Recently purchased a used GTO and trying to determine what engine is installed..
stamp code, front of block is: YC 346883
But below the ID is 4659 which has been stamped over with hypens and below it is stamp 4685,,as a corrected #..??


----------



## bigD (Jul 21, 2016)

A YC code engine could be a 350, 389, 400 or 455, depending on what year it was used.

Wallace Racing's Pontiac Engine Search

You need to get the block casting number & date code from the rear of the block.
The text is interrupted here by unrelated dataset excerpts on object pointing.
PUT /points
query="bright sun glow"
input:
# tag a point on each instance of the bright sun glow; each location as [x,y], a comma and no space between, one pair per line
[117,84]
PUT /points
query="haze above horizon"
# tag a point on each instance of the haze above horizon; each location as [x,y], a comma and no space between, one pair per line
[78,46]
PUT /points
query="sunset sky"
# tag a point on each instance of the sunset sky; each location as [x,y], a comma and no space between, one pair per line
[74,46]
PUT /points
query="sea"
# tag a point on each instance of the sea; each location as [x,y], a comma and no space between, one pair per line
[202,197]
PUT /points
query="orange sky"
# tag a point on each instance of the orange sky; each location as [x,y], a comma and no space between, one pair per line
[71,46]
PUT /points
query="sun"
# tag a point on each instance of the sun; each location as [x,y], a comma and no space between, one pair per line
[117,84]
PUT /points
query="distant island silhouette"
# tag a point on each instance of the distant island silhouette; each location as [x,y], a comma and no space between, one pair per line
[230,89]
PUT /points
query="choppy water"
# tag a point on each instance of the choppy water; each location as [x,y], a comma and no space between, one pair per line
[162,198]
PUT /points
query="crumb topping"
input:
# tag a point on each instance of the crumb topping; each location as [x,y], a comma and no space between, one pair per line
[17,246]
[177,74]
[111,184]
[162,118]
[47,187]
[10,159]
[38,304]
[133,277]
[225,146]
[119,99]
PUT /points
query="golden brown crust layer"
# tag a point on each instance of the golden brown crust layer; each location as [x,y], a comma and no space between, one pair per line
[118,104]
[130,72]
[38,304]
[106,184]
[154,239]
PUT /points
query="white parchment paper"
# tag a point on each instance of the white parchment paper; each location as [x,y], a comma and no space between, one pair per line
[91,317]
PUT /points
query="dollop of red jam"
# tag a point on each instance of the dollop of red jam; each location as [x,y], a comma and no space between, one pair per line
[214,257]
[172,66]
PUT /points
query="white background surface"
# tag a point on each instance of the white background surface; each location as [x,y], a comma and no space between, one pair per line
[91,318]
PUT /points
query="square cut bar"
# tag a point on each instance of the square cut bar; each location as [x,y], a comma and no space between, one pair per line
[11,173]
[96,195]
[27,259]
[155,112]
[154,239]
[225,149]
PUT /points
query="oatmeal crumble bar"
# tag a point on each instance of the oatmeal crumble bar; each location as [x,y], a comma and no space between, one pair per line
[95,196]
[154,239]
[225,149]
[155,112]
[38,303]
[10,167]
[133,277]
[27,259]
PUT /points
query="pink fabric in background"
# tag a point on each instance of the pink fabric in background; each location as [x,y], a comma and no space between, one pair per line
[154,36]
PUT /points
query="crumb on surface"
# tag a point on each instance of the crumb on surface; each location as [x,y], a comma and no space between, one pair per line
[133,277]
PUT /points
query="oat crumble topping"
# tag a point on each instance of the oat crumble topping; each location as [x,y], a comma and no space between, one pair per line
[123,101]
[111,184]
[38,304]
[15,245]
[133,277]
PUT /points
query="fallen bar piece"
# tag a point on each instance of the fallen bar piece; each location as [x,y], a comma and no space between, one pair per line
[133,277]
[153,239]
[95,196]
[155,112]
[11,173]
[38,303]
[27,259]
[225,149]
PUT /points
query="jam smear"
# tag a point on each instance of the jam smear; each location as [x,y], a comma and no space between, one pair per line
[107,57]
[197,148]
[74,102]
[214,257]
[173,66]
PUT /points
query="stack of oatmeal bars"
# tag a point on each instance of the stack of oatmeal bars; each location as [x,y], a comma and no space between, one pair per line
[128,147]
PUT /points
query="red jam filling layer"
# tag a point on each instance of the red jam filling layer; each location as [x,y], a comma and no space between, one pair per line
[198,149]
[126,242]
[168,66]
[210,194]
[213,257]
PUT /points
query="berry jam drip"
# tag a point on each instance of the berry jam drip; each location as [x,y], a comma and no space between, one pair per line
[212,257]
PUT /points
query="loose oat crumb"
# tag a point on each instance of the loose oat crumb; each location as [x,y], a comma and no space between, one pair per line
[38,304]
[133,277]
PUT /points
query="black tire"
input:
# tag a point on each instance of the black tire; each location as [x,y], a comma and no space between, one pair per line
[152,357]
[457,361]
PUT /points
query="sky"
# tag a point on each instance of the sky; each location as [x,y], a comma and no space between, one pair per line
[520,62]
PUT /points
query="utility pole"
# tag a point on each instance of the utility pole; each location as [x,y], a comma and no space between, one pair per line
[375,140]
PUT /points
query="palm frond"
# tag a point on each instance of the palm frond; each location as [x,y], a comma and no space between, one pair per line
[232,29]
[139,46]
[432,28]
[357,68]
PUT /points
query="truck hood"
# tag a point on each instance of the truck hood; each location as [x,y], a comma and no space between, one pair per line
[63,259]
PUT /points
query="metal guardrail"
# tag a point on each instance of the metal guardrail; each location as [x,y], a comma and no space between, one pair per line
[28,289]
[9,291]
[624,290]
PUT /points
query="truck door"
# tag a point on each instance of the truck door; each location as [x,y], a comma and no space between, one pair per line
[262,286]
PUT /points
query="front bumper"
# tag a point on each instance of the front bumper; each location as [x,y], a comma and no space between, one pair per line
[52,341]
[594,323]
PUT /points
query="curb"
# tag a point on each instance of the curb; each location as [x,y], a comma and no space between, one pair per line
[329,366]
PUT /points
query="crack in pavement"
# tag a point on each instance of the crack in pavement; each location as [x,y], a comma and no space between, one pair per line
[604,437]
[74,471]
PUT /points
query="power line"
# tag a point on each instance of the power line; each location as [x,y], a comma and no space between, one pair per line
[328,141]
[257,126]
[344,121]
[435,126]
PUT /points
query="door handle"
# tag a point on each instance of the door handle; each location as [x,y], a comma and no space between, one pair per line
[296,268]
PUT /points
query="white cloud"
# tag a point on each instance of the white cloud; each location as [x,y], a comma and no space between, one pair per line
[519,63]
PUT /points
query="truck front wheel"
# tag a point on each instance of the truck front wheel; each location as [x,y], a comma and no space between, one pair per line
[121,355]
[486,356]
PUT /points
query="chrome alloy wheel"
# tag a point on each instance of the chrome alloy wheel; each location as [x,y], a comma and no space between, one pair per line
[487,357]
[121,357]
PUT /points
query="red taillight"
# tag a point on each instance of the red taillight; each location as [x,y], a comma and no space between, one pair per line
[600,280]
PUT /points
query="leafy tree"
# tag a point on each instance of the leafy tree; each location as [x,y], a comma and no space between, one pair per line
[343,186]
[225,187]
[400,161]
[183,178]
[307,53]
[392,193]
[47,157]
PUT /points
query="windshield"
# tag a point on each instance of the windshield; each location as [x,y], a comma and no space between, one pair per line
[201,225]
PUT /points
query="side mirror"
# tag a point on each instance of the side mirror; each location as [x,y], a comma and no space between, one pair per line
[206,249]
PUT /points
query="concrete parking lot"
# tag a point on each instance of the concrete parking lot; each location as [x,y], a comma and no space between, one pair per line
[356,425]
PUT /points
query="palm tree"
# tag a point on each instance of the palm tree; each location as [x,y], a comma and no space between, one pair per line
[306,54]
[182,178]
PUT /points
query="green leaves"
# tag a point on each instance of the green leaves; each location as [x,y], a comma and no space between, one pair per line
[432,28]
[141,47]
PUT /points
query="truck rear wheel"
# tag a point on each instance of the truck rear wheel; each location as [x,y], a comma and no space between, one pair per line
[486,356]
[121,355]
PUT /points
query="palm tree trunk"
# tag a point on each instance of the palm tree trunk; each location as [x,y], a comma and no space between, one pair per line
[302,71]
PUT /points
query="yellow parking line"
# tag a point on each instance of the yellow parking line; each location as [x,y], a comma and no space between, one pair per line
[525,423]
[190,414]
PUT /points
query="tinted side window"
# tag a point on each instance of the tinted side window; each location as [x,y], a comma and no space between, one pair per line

https://www.hagerty.com/articles-videos/articles/2017/11/27/identify-pontiac-engine-blocks

http://www.teufert.net/identify/identify.htm

http://www.pontiacpower.net/numbers/

https://www.pattersoncoachworks.com/pontenginecodes/


----------



## BearGFR (Aug 25, 2008)

Yes - always begin with the 4 character date code, cast into the top of the block near the distributor. You must start with this because Pontiac reused the same two character stamping (passenger side front) in different years to mean different things. The date code is one alpha character denoting month (A=January), followed by day, with a 1 digit year at the end. The engine foundry would "swap over" and begin casting blocks for the next model year in about mid year, so a date code of say F278 (June 27, 68) would probably be a model year 1969 engine. Next get the block casting number - located in different places in different years. The web sites that BigD posted above can help you know where to look. This tells you if it's a 389, 400, 421 etc... Last thing to look at is the two character stamping on the passenger side front near the top of the deck. (YC in your case). This tells you details of how it was built (which cam, carburetor, etc) and also which type of car it was installed in and what kind of transmission was behind it.

Bear


----------